Galerie Cavalero. 1980. Rue d'Antibes. Cannes.
C'est un des endroits du monde où la peur de la mort fait des miracles. Un long boyau qui mène des environs de la Mairie à proximité de la gare de Cannes, que l'on arpente dans un sens et dans l'autre comme on le fait pour la Croisette. Les voitures s'y coincent et mettent trois quart d'heures pour en sortir... Davantage quand il s'agit de vrais ou faux bolides conduits avec des Rayban et des gourmettes ... Sur les trottoirs vont et viennent des étrangers à l'aise, des pêcheurs de fringues remarquables, des marins de flottes en tournée. Des va-nus-pieds s'arrêtent devant des pompes à 1000 euros, des désespérés respirent un petit air de succès, tombent sur des morceaux de havanes qui dépassent les dix centimères, ou sur des ampoules de médicaments pour le foie... On y voit tout le monde mais on n'y rencontre personne. On vient là pour expier sa nullité, souffrir ou jouir de son innocence, suivre des marchandises de luxe dans des sacs de marque... C'est là que l'argent fait le bonheur... Mais le plus extraordinaire de la rue d'Antibes c'est que des portions trottoirs gardent les traces des fers à chaussures de Picabia ou des semelles de Picasso:
Il y eut un lieu de plaisir à la hauteur du numéro 20. Lionel Cavalero avait été un excellent nageur puis il vécut au Brésil, fit du commerce de pierres précieuses, revint à Golfe Juan tenir une plage où les peintres connus des années cinquante et soixante se retrouvaient l'été.

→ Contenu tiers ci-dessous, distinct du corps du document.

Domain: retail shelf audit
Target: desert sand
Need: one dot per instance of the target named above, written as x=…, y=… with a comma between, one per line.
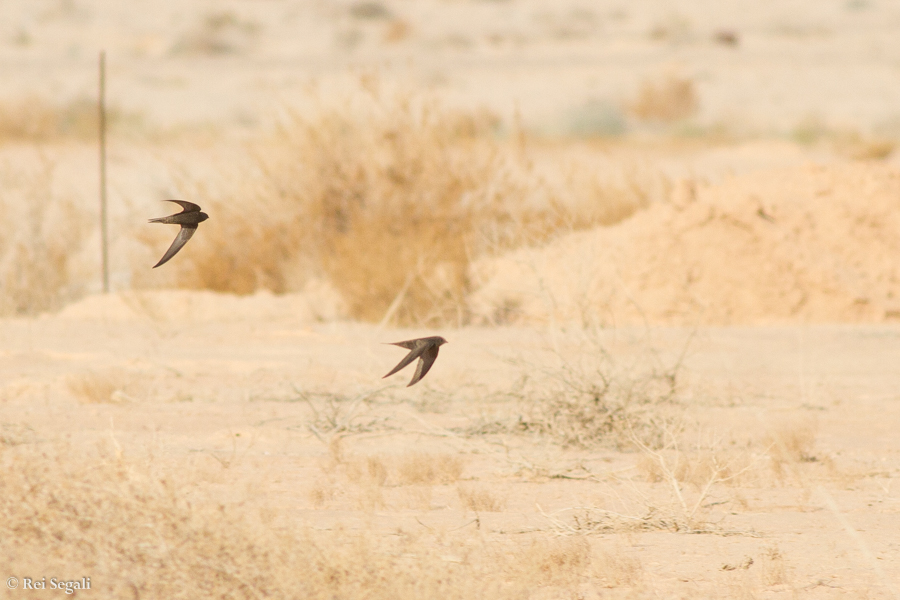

En parlant aux uns et aux autres, en regardant beaucoup et en achetant pas mal, il se prit avec sa femme d'une passion de collectionneur et finit par monter sa galerie d'art moderne et contemporain où sont passés de très remarquables artistes : Bryen, Poliakoff, Debré, Schneider, Istrati, Dumitresco, Atlan, Bartoletti, Rezvani, Seund ja Rhee, Fautrier, Wols, Atila, Leppien, Mansouroff, Chu Teh Chun, Ado et Key Sato, Boumeester, Gastaud, Luc Peire, Hartung, Lam, O. Dominguez... j'en oublie... J'y ai vu aussi de très beaux Herbin et Sonia Delaunay, quelques rares Picabia...Toute une génération et davantage. En soixante dix neuf et quatre vingt j'y allais une fois par semaine et après quelques préliminaires nous finissions en parlant de peintres et de peintures... Il avait dans une petite remise des toiles qu'il allait chercher pour les besoins de la démonstration... J'ai vu un Olivier Debré de 47 ou 48 qu'on aurait pris pour un Picasso si dans le bas à droite vingt centimètres carrés n'avaient annoncé tout ce qu'il ferait sur les bords de Loire... Sa femme parlait peu mais dans le mille... Il aimait raconter les dessous de marché, les incohérences ou les âneries de certaines "autorités" culturelles... On a bien ri quand il racontait que Man Ray donnait des toiles pour rien, sachant qu'elles ne valaient pas grand chose, mais que le Musée Beaubourg s'était fendu d'un million de francs ( circa1978 ) pour en avoir une, alors qu'en même temps Fromanger fut de sa poche pour sa rétrospective. L'année de la fermeture, au mois de juin 1980, les Cavalero nous ont offert un chaleureux gueuleton d'artistes, sans adieux ni discours, comme je n'en ai plus vu. Depuis les années quatre-vingt, le temps, les gens, les arts, la mode ont pris l'allure, le galop, les tronches du business...et des produits "dérivés".
Galerie Cavalero. 1980. M.Ducruet. Circus.